Running a business can be especially scary during the holiday season. There’s no need to introduce payroll issues into the already spooky mix, especially when there are a few simple solutions for them. Here the author delves into three common payroll mistakes that can prove to be a year-end nightmare, and shares resources to help Canadian and U.S. business owners avoid them: classifying your employees and contractors incorrectly; not attending to the records of terminated employees; and using incorrect tax rates.

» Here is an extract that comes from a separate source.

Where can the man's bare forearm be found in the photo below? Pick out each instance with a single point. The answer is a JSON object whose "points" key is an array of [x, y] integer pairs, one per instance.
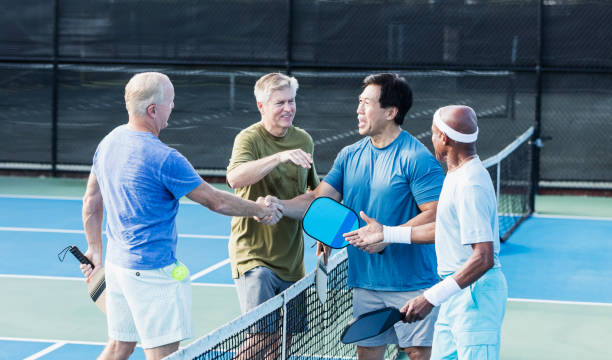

Despite the processes you may have put into place to manage the inner workings of your business to help ensure quality, safety, and customer satisfaction, sometimes employees cut corners or ignore the process altogether. This can lead to a range of bad outcomes such as waste, lost productivity, safety issues, and compliance violations. Here the author discusses four common reasons for employees departing from established processes and the remedies for each: they don’t understand the process or the point; they think they know better; they want to do it faster; and lastly, they think they can get away with it.
Your team’s office environment has a dramatic effect on members’ efficiency and productivity. Here the author discusses seven subtle, “empirically backed factors” to consider to boost your team’s productivity, from lighting and ambient noise to color and plant life.
While rebel employees hate following rules and challenge organization norms, they bring value to a business. The author notes that “they tend to be creative about finding new ways to optimize productivity and increase revenue.” But because they also expect special treatment when they get results, they make your company’s “soldiers” – those productive people who follow the rules – feel uncomfortable by upsetting “the chain of command.”
Here the author shares his story about how he learned to manage a particular rebel employee, outlining three steps: gather intelligence, be intentional about making employees feel valued, and craft a win-win solution – with the caveat that not everyone may be on board with that “win-win” solution.
With Amazon and Google dominating cities such as New York, San Francisco, and Seattle and expanding into new ones, startups find themselves hopelessly competing with the tech giants for sourcing talent: it has become prohibitively expensive to hire the skilled staff they need. Well-known business analyst Jeff Bercovici says “these expansions come as tech behemoths are running up against the limits of growth in their home markets: namely, housing, office space and transportation.”
In his analysis, Bercovici cites Wade Foster, CEO of Zapier: “Equity packages don’t pay the rent. That’s why you’re seeing so many startups starting to talk about what’s our non-Silicon Valley strategy? Is it a second office? Is it remote?” With that, the author describes how Zapier and a second startup were able to successfully pivot and scale by going remote, allowing them to tap into both a deeper and cheaper talent pool.
Burned out and going nowhere, fast? Citing Nat Eliason’s provocative article, No More Struggle Porn, the author puts forward that one of the most pervasive – and damaging — startups myths is “the idea that the struggle itself, the overwhelming and overpowering struggle that pushes everything else out of your life, is a good thing.” He sums Eliason’s perspective by saying that while working hard is all well and good, “when you believe the normal state of affairs is to feel like you’re struggling to make progress, you’ll be less likely to quit something that isn’t going anywhere.” He further discusses his own take on “the myth of persistence”, as well as Seth Godin’s take on knowing when to quit.